Открыла Маринка, и рожа у ребенка была такая злобная, такая отвратительная, будто сразу же бросится на родную мать. "Счастливый день" продолжается, значит, наверное, опять состоится разговор про кожаную куртку, колготки со стрелками, кроссовки по колено. Как же я, спрашивается, безо всего этого росла? Чего бы ей у родного папочки не попросить? Всегда у нее такая постная физиономия, когда готовится затевать подобные разговоры. Тем более накануне она развивала теории, что, как считают все ее знакомые девочки в классе, лучше идти в путаны, чем, как нищенка откуда-нибудь из подземного перехода с Арбата или с Пушкинской площади, ходить в ветровке пошлосовкового производства из магазина "Олимп" на Красной Пресне. Я сразу ее поправила: "Теперь просто на Пресне. А потом, я понимаю, на что ты намекаешь, но у меня двух с половиной тысяч рублей тебе на кожаную куртку нет". Она мне сразу привела в пример свою подружку, у которой мать работает тоже не профессором и не королевой английской, а дочку, видите ли, одевает красиво, модно, по-настоящему. Знаю я эту ее подружку, и куртку кожаную видела, я все ее, подружкины, шмотки знаю, у меня на это не глаз, а рентген. Ничего особенного, не турецкая курточка, а польская. Я тогда Маринке, негодной своей дочери, возразила: "Рассуждай справедливо, у подружки есть кожаная куртка, а у тебя костюм фирмы "Адидас", который я тебе по талону с работы достала, и хватит об этом говорить. Если будет индексация, то, может быть, я надумаю что-нибудь тебе купить. И точка".

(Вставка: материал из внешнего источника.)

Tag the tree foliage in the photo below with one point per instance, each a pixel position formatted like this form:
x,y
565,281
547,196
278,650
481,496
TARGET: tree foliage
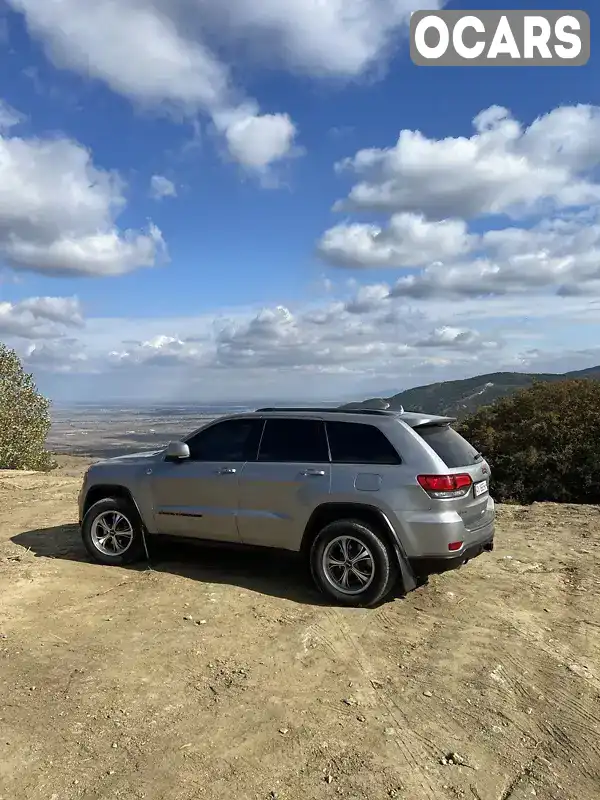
x,y
542,443
24,417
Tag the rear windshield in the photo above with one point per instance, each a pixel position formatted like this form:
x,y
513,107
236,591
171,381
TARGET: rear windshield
x,y
449,445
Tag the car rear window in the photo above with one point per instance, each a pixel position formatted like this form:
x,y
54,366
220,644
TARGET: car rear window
x,y
449,445
355,443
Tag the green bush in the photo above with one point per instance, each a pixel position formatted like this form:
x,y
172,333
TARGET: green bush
x,y
542,443
24,417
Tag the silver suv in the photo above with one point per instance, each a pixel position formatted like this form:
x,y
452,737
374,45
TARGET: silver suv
x,y
368,497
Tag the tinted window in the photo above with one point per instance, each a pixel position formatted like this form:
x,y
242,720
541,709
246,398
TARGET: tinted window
x,y
296,440
231,440
449,445
353,443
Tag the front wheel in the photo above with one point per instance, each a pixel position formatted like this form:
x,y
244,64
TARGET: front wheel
x,y
112,532
353,564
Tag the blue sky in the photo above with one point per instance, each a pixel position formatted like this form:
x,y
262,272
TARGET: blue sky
x,y
167,188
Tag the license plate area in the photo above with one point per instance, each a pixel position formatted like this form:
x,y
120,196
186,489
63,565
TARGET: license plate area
x,y
479,488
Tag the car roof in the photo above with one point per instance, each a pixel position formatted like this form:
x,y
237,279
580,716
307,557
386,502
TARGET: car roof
x,y
412,418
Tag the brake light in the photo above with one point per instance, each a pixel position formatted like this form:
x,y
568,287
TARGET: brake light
x,y
445,485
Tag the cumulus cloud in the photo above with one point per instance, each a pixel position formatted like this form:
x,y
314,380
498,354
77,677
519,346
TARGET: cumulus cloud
x,y
160,350
539,180
155,52
39,317
9,117
504,167
58,212
409,240
64,357
161,187
559,255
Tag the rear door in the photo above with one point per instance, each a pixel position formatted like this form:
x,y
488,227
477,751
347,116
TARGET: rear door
x,y
279,490
461,457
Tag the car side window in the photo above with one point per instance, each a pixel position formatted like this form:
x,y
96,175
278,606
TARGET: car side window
x,y
356,443
230,440
295,441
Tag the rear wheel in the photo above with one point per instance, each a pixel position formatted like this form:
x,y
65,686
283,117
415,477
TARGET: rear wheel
x,y
353,564
112,532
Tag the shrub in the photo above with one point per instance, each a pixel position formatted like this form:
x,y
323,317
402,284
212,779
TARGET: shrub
x,y
24,417
542,443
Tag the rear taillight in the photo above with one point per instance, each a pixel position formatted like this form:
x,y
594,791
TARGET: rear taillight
x,y
445,485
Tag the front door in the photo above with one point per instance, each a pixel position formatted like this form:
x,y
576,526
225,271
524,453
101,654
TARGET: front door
x,y
280,489
198,497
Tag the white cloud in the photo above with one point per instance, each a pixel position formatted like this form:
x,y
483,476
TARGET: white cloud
x,y
409,240
161,187
62,357
257,141
9,117
502,167
39,317
546,172
155,52
559,255
58,212
364,343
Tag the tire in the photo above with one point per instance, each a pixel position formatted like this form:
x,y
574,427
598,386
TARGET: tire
x,y
379,564
128,542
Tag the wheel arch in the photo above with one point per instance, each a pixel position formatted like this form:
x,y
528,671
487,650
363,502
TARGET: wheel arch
x,y
106,490
362,512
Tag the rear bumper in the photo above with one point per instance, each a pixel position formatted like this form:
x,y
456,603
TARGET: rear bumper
x,y
432,565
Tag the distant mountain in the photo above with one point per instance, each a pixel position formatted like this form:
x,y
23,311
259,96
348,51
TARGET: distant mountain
x,y
459,398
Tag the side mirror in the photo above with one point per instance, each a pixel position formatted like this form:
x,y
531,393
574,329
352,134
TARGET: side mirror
x,y
177,451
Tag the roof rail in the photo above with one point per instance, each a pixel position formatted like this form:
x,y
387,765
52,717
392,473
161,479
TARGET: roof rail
x,y
321,409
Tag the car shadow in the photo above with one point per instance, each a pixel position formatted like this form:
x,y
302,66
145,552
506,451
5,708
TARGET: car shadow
x,y
274,573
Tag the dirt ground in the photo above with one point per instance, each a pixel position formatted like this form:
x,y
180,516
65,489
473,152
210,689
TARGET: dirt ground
x,y
220,675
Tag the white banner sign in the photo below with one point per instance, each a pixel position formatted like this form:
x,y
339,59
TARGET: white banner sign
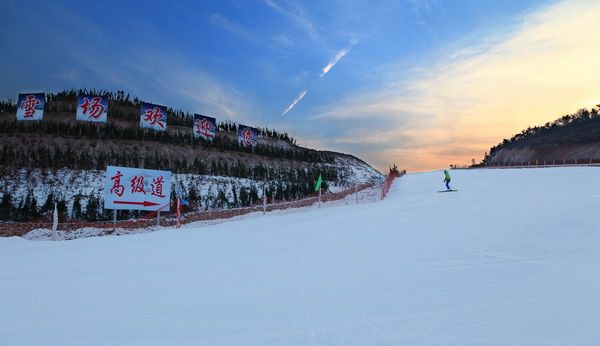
x,y
135,188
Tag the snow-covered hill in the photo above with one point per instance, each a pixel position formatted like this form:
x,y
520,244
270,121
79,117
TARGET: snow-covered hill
x,y
66,184
512,258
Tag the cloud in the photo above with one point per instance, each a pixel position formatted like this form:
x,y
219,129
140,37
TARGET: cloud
x,y
465,102
295,13
296,100
218,20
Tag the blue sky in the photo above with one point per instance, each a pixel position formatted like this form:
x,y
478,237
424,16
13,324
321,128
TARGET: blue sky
x,y
248,61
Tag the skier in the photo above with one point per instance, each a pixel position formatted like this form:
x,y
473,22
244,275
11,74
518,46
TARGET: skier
x,y
447,180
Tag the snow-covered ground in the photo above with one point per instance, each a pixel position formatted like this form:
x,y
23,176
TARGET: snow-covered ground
x,y
512,258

Не успела я все это вспомнить и снова пережить (а ведь у самой-то этих переживаний за день, как у шелудивой кошки, ведь все надежды рушатся, даже женская жизнь!), Маринка закричала: "Где ты шляешься, и на работе тебя уже два часа нет, а здесь без тебя Серафим уже почти умер, "неотложка" приезжала".
Я сначала со злости подумала: да пусть все переумирают и передохнут, лишь бы взамен мне моего Казбечонка живым отдали. Миленький, ласковый, сладенький ты мой, сожмешь - косточки трещат. Где ты сговорчивее бабу и преданнее найдешь? Но это так, мгновенно, по инерции.
Сразу же я посмотрела через Маринкино плечо. В квартире все не так: в наши две комнаты дверь отрыта, и в комнату Серафима дверь тоже распахнута. И тут на меня налетела собака, Серафимов пес Чарли. Визжит, хватает, лапочка, хвостом машет. Замучали собаку: если меня или Серафима нет, некому пса вывести во двор. Я немедленно Маринке говорю:
- Сейчас же иди выгуливать собаку. Что "неотложка" сказала?
- Ничего особенного - спазм. В больницу даже отвезти не предложили. Он сам из своей комнаты по телефону вызвал. - И уже шаля, дочка мне шепчет: - А если Серафим умрет, его комната уйдет мне, правда, мамочка?
Ну что, спрашивается, за ребенок!
Ну не то чтобы я никогда в комнате у Серафима не была, несколько раз заходила, всегда было любопытно, чем он там занимается, но нужен был предлог, а он всякие захаживания не очень любил. Но тут уже было не до предлогов.